Preserving Email (DPC Technology Watch Report 11-01, ISSN 2048-7916, Digital Preservation Coalition 2011), Chris Prom, University of Illinois.

  • "In general, if an institution can get email into one of the MBOX or EML formats, it has taken a very big step on the road toward preserving email." (p.23)
  • "XML conversion tools...can be very useful in achieving format neutrality. However, the author is aware of no general-purpose tools that are intended to facilitate the access, display, searching, or visualization of messages that have been migrated to XML. Until such tools have been developed – if they ever are – institutions will be forced to provide access to migrated messages using an email client of their choice or the user’s choice, recognizing that specific tools support different functionality." (p.23)
  • "Institutions are beginning to implement the Email Account Schema [CERP], but few tools exist to query, display and render messages that are stored in the format. If the digital preservation community were to develop tools that support the Email Account Schema or a different XML standard for email, that XML format would be a likely candidate for adoption as an International Council on Archives or even an ISO standard." (p.24)
    • "Until such applications are developed, it may seem that there is relatively little immediate benefit to be gained by migrating email into an XML-based format. Therefore, institutions that decide to keep email in an XML format should also keep a copy of messages in one of the IETF formats, preferable EML, since it allows attachments to be written as separate files." (p.24)
  • "Once messages have been migrated outside their native client/server architecture, they can be searched, retrieved and displayed by loading them back into another server or Preserving Email client application. Therefore, repositories should keep the original email format or MBOX/EML files as an access copy, which can be imported into email clients as needed." (pp.28-29)
  • "At present, several tools, including Hypermail and Aid4Mail, can convert messages to a static HTML format. In addition, a tool currently under development at Stanford University shows exciting potential for making preserved email useful. The Muse program, which can capture messages from several server environments to a local computer, also includes a search, browsing, visualization and analysis tool (Stanford University, Mobisocial Laboratory 2011)." (p.29)

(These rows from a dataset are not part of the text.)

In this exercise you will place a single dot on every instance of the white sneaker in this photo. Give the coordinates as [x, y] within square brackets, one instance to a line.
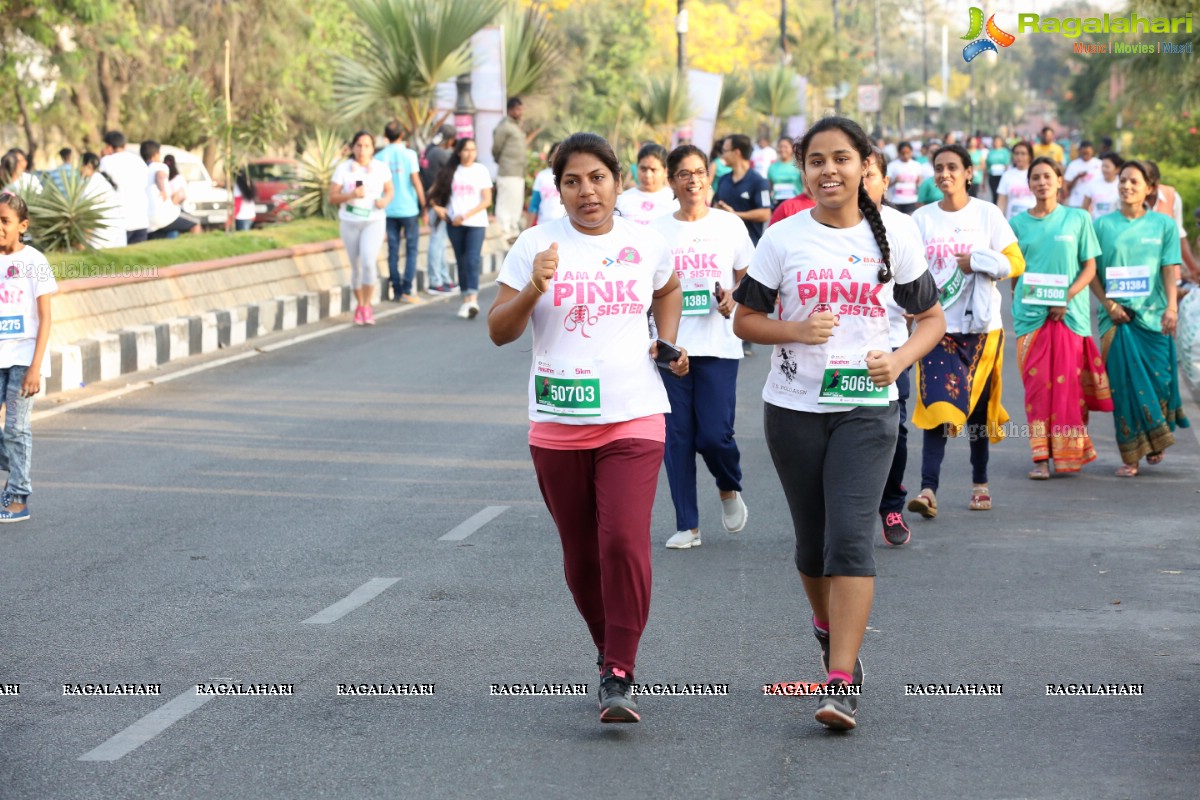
[733, 513]
[684, 540]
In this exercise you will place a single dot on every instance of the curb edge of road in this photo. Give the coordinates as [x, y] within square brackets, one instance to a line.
[486, 281]
[142, 348]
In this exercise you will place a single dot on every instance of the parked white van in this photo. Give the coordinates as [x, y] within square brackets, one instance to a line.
[205, 200]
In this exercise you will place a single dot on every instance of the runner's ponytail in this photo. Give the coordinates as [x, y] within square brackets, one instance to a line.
[881, 235]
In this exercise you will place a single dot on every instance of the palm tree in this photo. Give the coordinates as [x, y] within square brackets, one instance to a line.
[664, 104]
[773, 95]
[408, 47]
[733, 88]
[533, 49]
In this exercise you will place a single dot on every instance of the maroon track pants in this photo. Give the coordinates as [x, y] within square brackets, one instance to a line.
[601, 501]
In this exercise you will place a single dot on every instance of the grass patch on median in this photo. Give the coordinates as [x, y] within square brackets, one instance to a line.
[148, 257]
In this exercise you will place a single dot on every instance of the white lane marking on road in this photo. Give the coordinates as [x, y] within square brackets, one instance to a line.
[148, 727]
[473, 524]
[364, 594]
[220, 362]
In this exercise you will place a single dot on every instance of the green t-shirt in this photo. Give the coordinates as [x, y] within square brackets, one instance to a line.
[928, 192]
[999, 158]
[1057, 244]
[785, 181]
[1151, 242]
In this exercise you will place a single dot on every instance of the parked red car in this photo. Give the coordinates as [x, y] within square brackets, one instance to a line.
[275, 184]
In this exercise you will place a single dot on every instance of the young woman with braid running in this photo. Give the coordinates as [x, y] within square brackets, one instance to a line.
[831, 410]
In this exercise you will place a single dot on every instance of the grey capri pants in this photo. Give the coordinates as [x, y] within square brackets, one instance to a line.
[364, 240]
[833, 468]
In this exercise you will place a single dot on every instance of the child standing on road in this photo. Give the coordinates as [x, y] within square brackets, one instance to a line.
[25, 287]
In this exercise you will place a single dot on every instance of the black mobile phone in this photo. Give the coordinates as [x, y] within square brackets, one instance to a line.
[667, 353]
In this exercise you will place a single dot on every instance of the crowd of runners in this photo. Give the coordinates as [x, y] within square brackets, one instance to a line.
[873, 270]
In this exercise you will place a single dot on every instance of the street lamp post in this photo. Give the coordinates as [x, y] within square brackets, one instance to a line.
[463, 108]
[682, 32]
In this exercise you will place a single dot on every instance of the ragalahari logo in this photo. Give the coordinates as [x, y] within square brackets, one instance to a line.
[994, 36]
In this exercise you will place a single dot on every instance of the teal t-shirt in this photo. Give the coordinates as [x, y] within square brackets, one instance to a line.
[999, 160]
[402, 163]
[1057, 244]
[1150, 242]
[785, 181]
[928, 192]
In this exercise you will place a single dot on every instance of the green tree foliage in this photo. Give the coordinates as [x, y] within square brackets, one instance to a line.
[533, 49]
[408, 47]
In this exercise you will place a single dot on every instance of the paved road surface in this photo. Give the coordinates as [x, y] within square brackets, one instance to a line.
[184, 535]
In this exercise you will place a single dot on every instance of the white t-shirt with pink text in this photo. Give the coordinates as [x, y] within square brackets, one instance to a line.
[645, 208]
[467, 192]
[24, 277]
[706, 252]
[591, 322]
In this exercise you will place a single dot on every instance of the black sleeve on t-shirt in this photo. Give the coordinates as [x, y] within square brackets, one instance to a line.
[755, 295]
[917, 296]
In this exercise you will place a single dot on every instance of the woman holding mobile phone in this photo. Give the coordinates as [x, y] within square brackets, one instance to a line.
[361, 186]
[831, 407]
[711, 251]
[597, 402]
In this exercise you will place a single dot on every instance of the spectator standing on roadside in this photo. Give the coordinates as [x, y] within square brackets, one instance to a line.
[63, 172]
[743, 191]
[15, 175]
[244, 203]
[763, 156]
[510, 148]
[1049, 148]
[1080, 174]
[784, 175]
[167, 221]
[129, 175]
[904, 179]
[25, 289]
[437, 154]
[403, 211]
[111, 230]
[546, 202]
[460, 198]
[999, 157]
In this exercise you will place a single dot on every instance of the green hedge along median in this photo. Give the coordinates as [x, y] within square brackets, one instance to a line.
[149, 256]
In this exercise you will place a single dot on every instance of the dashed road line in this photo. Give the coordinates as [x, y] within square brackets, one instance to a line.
[360, 596]
[148, 727]
[473, 524]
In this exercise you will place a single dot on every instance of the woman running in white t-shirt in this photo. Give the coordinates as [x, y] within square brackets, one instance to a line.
[711, 251]
[597, 402]
[652, 198]
[831, 411]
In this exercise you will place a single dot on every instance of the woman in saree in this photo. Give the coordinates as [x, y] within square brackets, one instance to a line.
[1060, 366]
[1135, 282]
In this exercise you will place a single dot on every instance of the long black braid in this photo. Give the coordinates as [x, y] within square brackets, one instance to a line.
[881, 235]
[863, 145]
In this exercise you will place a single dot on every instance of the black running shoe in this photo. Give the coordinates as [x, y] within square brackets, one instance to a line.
[823, 641]
[895, 531]
[837, 711]
[617, 703]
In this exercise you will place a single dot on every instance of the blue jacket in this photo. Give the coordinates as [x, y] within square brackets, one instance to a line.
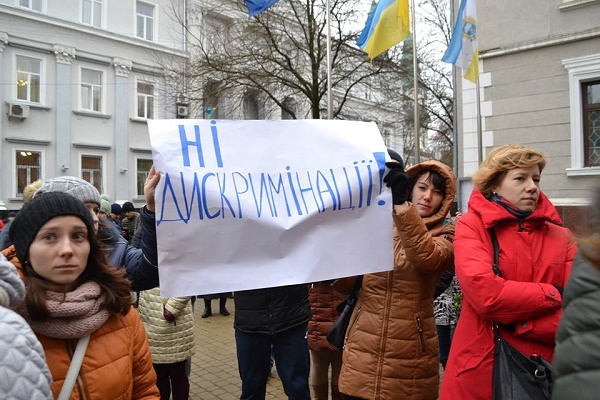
[141, 264]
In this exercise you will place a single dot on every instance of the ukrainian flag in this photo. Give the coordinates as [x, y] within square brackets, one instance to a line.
[387, 25]
[463, 49]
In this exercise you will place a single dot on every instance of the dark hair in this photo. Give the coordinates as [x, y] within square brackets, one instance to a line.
[113, 284]
[436, 179]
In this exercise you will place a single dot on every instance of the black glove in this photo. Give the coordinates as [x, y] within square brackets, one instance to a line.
[397, 180]
[559, 288]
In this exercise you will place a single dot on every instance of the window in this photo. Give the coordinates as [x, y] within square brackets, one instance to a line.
[289, 110]
[29, 72]
[91, 90]
[584, 101]
[29, 164]
[211, 100]
[145, 100]
[143, 167]
[251, 106]
[591, 123]
[145, 20]
[91, 12]
[91, 170]
[35, 5]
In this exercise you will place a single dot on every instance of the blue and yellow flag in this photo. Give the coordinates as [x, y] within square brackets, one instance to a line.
[387, 25]
[462, 50]
[258, 6]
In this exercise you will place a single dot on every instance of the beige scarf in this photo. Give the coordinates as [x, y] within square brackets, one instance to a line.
[72, 315]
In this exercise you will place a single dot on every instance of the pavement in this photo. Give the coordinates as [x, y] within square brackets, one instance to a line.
[214, 373]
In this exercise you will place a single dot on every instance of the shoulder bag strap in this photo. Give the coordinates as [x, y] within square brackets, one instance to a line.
[354, 293]
[74, 367]
[495, 267]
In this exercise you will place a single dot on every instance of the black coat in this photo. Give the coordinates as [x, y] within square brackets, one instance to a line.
[577, 356]
[271, 310]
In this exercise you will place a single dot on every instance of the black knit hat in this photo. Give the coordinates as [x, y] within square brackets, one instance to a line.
[395, 156]
[41, 209]
[128, 206]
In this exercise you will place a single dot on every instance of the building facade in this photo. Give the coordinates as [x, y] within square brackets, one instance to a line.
[539, 86]
[80, 79]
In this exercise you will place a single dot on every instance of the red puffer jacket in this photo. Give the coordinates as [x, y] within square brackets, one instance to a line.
[535, 255]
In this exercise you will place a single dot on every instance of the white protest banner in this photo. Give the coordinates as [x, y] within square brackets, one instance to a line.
[252, 204]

2010. Reshaping the Repository: The Challenge of Email Archiving, Goethals, A. and Gogel, W. In 7th International Conference on Preservation of Digital Objects], (iPRES2010). Vienna, Austria.

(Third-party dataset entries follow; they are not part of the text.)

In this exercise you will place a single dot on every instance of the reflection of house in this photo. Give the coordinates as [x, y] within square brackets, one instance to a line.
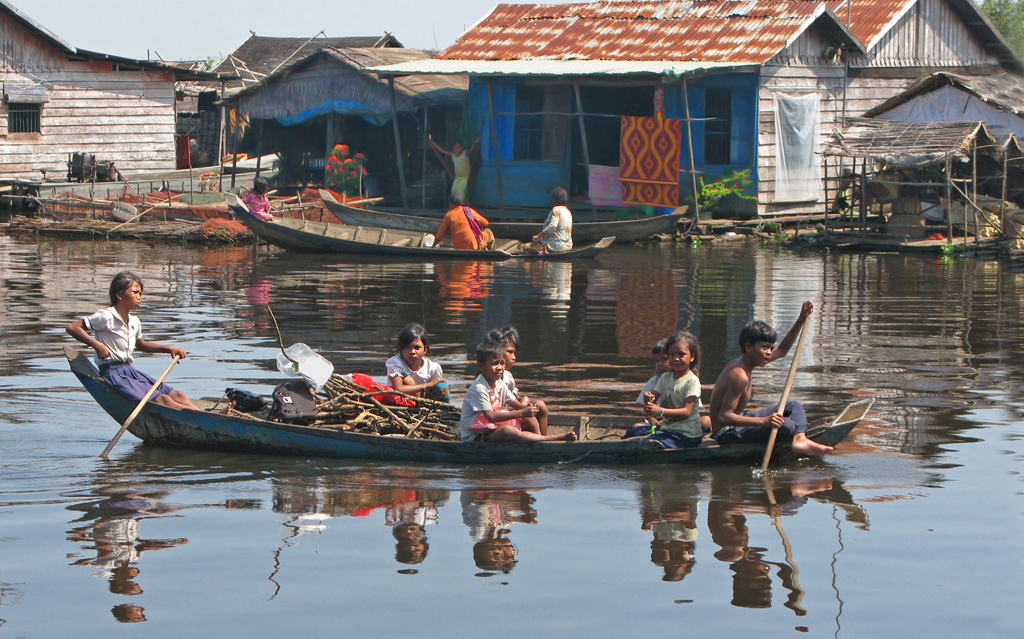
[328, 97]
[995, 99]
[540, 74]
[58, 99]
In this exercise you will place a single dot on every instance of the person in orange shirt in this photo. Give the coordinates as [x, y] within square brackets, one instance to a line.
[468, 228]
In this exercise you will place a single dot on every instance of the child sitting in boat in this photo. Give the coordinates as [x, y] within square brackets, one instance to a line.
[492, 413]
[508, 338]
[676, 398]
[557, 232]
[118, 333]
[660, 368]
[257, 200]
[732, 423]
[411, 372]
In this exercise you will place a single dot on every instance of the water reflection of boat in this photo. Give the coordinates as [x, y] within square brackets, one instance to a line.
[584, 232]
[203, 429]
[288, 232]
[488, 513]
[111, 527]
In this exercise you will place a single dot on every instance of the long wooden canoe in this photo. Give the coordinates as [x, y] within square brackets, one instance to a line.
[327, 238]
[583, 232]
[160, 425]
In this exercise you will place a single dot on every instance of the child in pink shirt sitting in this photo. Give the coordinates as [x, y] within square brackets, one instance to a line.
[257, 201]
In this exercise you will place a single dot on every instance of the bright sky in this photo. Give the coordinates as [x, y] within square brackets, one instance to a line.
[200, 29]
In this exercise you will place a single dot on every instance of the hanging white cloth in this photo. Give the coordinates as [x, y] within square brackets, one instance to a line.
[798, 169]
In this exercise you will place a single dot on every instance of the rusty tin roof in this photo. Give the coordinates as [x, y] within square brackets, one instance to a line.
[730, 31]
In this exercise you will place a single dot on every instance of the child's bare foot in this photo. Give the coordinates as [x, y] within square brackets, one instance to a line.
[803, 445]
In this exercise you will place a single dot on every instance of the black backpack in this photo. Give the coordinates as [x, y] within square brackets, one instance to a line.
[293, 403]
[245, 401]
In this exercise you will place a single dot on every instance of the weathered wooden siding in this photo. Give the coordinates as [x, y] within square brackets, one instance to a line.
[124, 116]
[929, 38]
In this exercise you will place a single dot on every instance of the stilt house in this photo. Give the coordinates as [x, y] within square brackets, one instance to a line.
[753, 85]
[58, 100]
[328, 97]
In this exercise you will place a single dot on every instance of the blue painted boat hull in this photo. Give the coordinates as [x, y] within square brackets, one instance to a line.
[205, 430]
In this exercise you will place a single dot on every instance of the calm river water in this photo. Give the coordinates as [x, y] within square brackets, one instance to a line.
[912, 528]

  • "We have preliminarily chosen to use the CERP/EMCAP schema, because we think it strikes the right balance between fully supporting the complexities of email headers and structure with a welcome lack of manipulation of the message bodies and attachments. Unlike most of the other schemas, it uses generic <Header> elements to store the names and values of the message headers. The advantage of this approach is that it can accommodate unanticipated headers, for example custom headers added by client systems, or those that will be added to future revisions of the email RFCs. It can support multiple message bodies per email, including HTML, and pointers to externally-stored attachments. They also have a separate schema for wrapping base64-encoded attachments, however we will likely decode attachments and store them in their original formats. While the CERP/EMCAP schema is designed to contain all the email messages for an account, we anticipate that it will work equally well at storing a single email message, which is how we intend to use it." (p.3)

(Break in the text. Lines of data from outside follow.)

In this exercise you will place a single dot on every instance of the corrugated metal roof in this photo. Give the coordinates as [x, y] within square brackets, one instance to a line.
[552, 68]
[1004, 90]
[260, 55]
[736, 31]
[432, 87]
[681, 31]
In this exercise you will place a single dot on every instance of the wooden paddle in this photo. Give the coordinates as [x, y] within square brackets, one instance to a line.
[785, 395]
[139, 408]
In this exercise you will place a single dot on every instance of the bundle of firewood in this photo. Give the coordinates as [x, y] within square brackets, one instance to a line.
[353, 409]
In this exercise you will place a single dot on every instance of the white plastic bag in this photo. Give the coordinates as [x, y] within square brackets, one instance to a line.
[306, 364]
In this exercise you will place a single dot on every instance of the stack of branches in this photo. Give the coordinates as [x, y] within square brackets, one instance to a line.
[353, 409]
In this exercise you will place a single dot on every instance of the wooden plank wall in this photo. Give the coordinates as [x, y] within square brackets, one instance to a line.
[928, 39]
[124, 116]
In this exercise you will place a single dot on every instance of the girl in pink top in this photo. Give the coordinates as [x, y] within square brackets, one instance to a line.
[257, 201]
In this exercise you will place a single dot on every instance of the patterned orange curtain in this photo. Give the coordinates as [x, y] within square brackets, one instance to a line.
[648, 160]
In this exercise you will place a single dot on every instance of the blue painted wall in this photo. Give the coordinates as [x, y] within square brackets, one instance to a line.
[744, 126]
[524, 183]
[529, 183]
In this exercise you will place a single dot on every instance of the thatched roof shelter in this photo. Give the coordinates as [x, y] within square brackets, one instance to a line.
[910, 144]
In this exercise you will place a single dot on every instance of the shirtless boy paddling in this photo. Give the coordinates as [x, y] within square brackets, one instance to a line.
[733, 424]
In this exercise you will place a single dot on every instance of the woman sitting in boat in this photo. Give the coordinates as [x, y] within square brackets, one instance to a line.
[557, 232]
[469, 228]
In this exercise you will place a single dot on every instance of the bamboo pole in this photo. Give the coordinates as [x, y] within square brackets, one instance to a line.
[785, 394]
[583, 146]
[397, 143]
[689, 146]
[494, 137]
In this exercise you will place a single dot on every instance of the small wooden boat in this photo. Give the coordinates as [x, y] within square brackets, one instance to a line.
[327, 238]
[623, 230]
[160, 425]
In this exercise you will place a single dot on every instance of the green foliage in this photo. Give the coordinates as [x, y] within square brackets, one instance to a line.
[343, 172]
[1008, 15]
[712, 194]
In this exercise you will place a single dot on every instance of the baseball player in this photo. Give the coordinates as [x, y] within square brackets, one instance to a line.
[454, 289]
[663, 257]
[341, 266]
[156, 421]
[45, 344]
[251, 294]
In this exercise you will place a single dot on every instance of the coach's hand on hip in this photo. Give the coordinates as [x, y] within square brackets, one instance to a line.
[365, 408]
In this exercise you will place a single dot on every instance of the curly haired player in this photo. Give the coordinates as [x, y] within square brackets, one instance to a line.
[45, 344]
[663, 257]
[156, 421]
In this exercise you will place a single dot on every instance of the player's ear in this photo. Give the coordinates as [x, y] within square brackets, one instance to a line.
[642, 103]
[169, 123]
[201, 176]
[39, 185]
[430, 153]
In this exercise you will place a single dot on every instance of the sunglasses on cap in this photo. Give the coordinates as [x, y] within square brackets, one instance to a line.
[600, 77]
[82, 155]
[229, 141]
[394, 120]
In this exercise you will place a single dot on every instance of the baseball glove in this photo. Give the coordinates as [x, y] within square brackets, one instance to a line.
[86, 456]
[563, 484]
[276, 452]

Archivematica 0.9 maildir ingest requirements[edit]

  • The Maildir directory as a whole forms the transfer
  • The Maildir directory is the preservation master in the AIP
  • Attachments must be extracted and normalized
  • Extracted attachments and their normalized versions will reside in a directory outside the Maildir directory
  • Maildir message names must NOT be sanitized (they contain colons, commas and equal signs)
  • The Maildir messages DO NOT have to go through FITS
  • The extracted attachments DO have to go through FITS
  • Each Maildir subdirectory is normalized to an mbox file for access purposes
  • Question: how will we link the mbox file back to the directory in the AIP? May not have to do this for 0.9.